As early as 1852, petroleum dipped from a well dug next to Hilliard Oil Spring, near Fort Bridger, Wyoming, was being used in tanneries in Salt Lake City. The first recorded oil sale in Wyoming was on the Oregon Trail when entrepreneurs sold locally obtained oil to wagon trains as a lubricant. In 1868, William Carter of Fort Bridger was drilling for oil in the Hilliard Oil Spring area, the transcontinental railroad going through the area provided the market needed for the oil. But it wasn't until 1887, perhaps inspired by Bonneville's story, Mike Murphy drilled Wyoming's first commercially successful oil well in what is now known as Dallas Dome oil field, not very far from the Tar Springs mentioned in Bonneville's exploits.

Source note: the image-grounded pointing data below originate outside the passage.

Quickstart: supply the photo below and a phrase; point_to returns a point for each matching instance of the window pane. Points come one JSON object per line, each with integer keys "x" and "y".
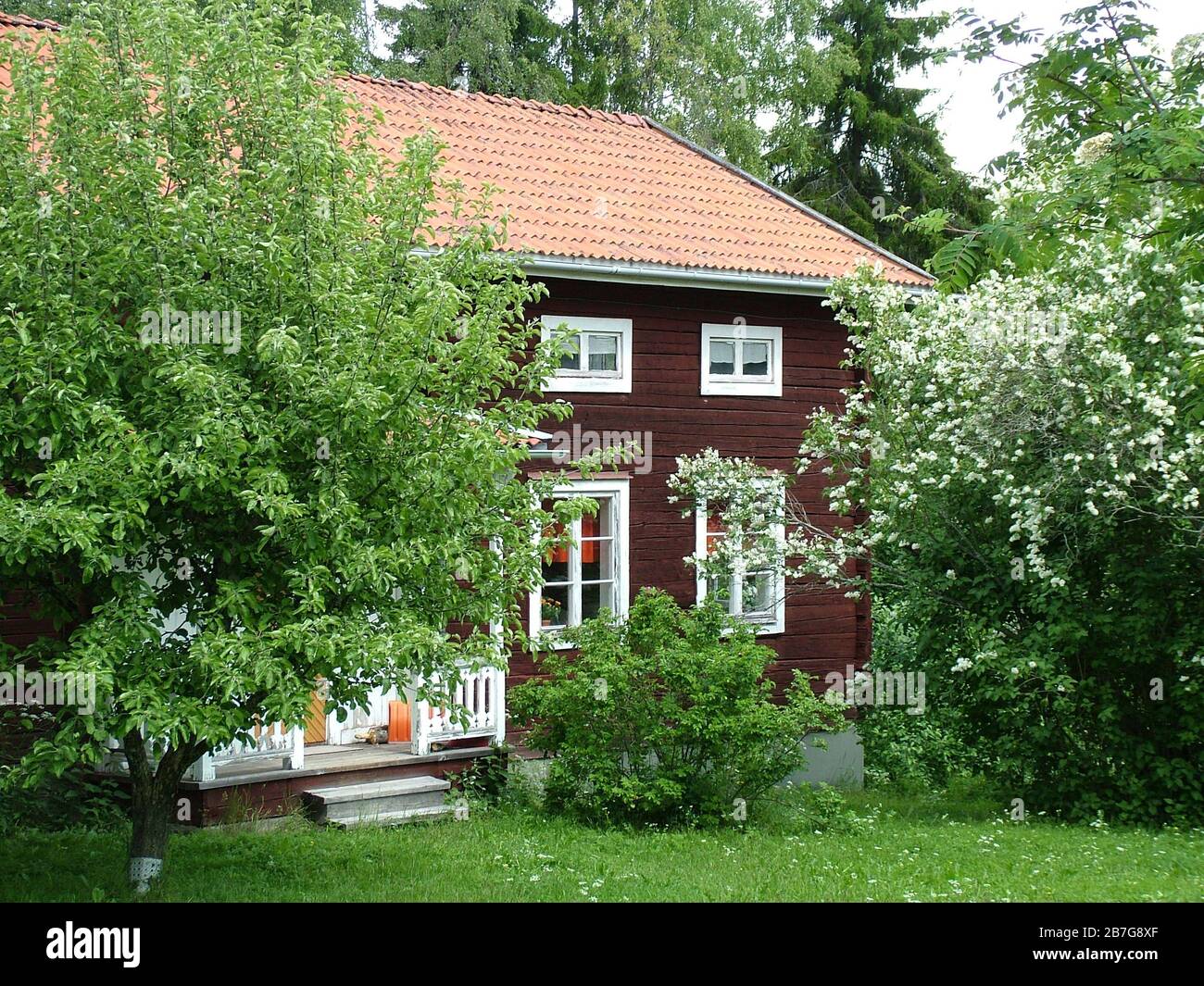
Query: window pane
{"x": 757, "y": 359}
{"x": 603, "y": 353}
{"x": 554, "y": 605}
{"x": 759, "y": 593}
{"x": 722, "y": 357}
{"x": 555, "y": 566}
{"x": 572, "y": 360}
{"x": 600, "y": 524}
{"x": 597, "y": 559}
{"x": 596, "y": 597}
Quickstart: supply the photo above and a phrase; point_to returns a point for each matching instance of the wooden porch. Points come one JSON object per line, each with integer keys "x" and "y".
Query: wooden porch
{"x": 260, "y": 789}
{"x": 266, "y": 772}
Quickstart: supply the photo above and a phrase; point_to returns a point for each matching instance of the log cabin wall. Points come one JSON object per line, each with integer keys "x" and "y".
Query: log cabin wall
{"x": 823, "y": 631}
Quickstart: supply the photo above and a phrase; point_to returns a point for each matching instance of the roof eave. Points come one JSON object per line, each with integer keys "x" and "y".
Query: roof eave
{"x": 663, "y": 275}
{"x": 789, "y": 199}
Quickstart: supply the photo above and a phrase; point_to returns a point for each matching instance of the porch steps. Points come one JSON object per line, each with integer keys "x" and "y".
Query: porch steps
{"x": 384, "y": 802}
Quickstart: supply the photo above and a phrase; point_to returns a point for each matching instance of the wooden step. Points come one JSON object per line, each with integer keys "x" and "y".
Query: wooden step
{"x": 393, "y": 800}
{"x": 401, "y": 818}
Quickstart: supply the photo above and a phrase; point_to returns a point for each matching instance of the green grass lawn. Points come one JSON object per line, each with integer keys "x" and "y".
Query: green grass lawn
{"x": 884, "y": 846}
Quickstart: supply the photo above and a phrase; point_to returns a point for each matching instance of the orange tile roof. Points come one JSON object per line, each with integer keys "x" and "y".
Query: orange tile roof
{"x": 20, "y": 20}
{"x": 617, "y": 187}
{"x": 586, "y": 184}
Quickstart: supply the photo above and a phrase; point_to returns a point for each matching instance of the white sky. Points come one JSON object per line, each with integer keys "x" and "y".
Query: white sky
{"x": 970, "y": 115}
{"x": 964, "y": 94}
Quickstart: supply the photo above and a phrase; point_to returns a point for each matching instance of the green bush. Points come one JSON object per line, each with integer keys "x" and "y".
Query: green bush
{"x": 666, "y": 718}
{"x": 923, "y": 752}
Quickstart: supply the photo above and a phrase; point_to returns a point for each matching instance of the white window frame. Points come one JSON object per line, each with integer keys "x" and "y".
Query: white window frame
{"x": 737, "y": 384}
{"x": 582, "y": 381}
{"x": 774, "y": 621}
{"x": 618, "y": 489}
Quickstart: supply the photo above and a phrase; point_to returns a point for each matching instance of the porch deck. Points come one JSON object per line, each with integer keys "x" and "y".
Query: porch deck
{"x": 266, "y": 788}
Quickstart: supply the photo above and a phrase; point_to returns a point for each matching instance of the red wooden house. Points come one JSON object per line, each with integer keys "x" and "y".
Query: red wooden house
{"x": 696, "y": 295}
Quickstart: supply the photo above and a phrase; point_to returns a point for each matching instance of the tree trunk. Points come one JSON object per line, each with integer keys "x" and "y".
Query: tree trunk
{"x": 153, "y": 805}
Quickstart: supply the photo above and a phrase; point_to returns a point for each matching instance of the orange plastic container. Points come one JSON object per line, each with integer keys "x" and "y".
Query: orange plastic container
{"x": 398, "y": 722}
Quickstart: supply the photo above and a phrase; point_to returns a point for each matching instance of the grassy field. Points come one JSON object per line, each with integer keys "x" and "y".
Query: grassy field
{"x": 878, "y": 848}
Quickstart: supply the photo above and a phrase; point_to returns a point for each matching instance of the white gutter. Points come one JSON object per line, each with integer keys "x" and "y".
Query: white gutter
{"x": 541, "y": 265}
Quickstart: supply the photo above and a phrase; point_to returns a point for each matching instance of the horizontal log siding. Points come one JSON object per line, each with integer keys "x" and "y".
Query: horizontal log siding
{"x": 823, "y": 630}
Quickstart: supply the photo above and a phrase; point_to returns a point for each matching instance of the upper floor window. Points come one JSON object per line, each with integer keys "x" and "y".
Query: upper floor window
{"x": 600, "y": 359}
{"x": 742, "y": 360}
{"x": 589, "y": 574}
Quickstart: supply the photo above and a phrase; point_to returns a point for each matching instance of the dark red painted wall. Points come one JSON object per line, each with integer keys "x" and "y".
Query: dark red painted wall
{"x": 823, "y": 630}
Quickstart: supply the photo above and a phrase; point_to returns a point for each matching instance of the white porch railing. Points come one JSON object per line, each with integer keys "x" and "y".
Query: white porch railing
{"x": 478, "y": 709}
{"x": 481, "y": 696}
{"x": 275, "y": 741}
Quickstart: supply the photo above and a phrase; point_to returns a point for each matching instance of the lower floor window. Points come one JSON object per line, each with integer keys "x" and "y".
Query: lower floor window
{"x": 758, "y": 597}
{"x": 589, "y": 574}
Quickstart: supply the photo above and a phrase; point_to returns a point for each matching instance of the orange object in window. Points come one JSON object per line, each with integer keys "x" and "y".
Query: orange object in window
{"x": 400, "y": 730}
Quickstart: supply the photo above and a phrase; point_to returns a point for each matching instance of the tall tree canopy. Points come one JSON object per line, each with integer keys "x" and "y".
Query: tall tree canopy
{"x": 252, "y": 429}
{"x": 494, "y": 46}
{"x": 867, "y": 151}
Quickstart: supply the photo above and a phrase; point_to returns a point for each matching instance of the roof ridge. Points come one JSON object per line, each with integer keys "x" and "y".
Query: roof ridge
{"x": 22, "y": 20}
{"x": 629, "y": 119}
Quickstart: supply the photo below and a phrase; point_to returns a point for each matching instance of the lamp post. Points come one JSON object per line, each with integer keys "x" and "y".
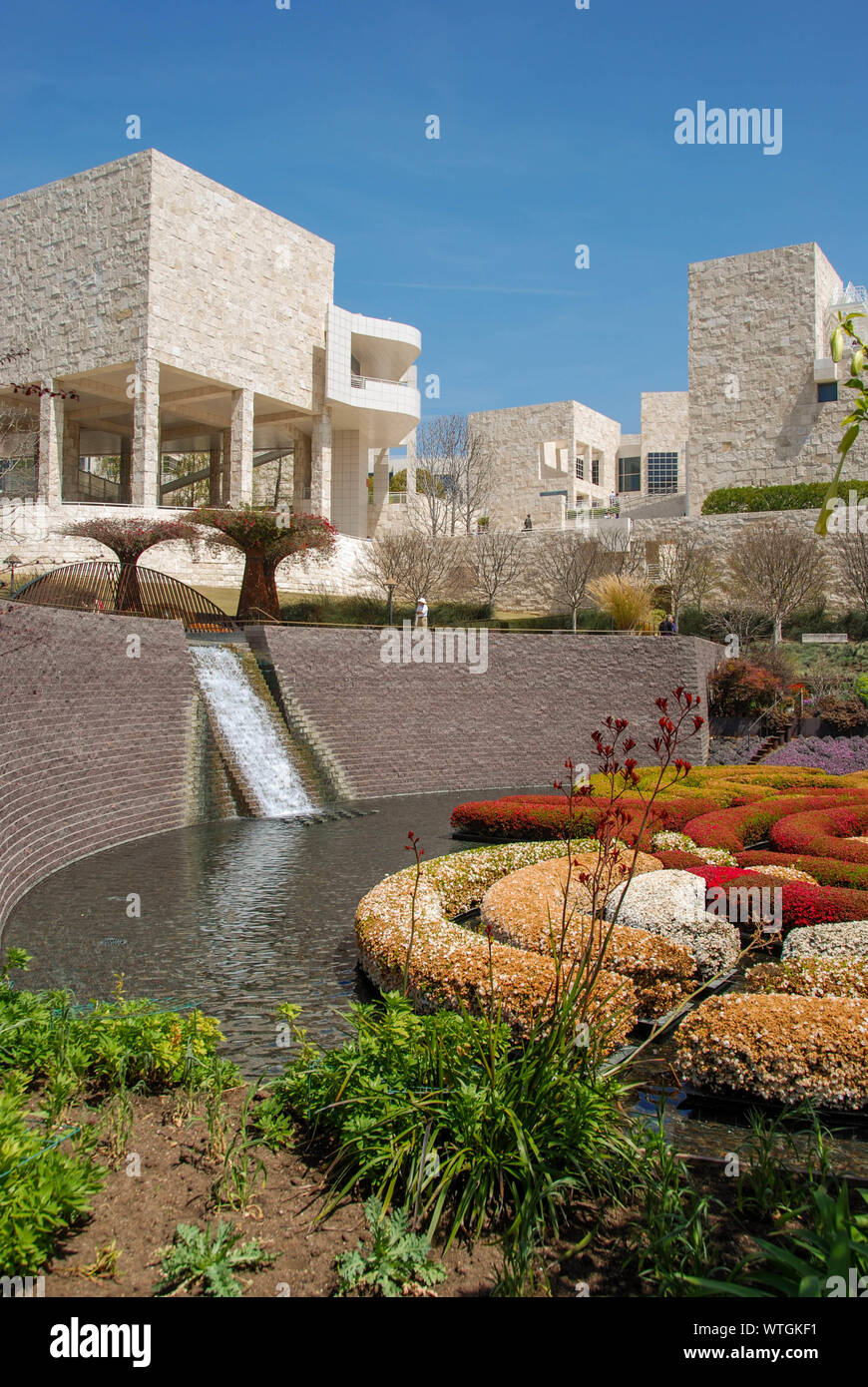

These early finds led to more and deeper exploration for oil. Oil booms came and went as these oil finds would initially flood the market with oil, then decrease in production over time, leading to increased oil prices, which led to more exploration. The depth of the wells and the methods of discovery may have changed, but the motivation remains the same, to make money by exploiting a natural resource for which there is a demand.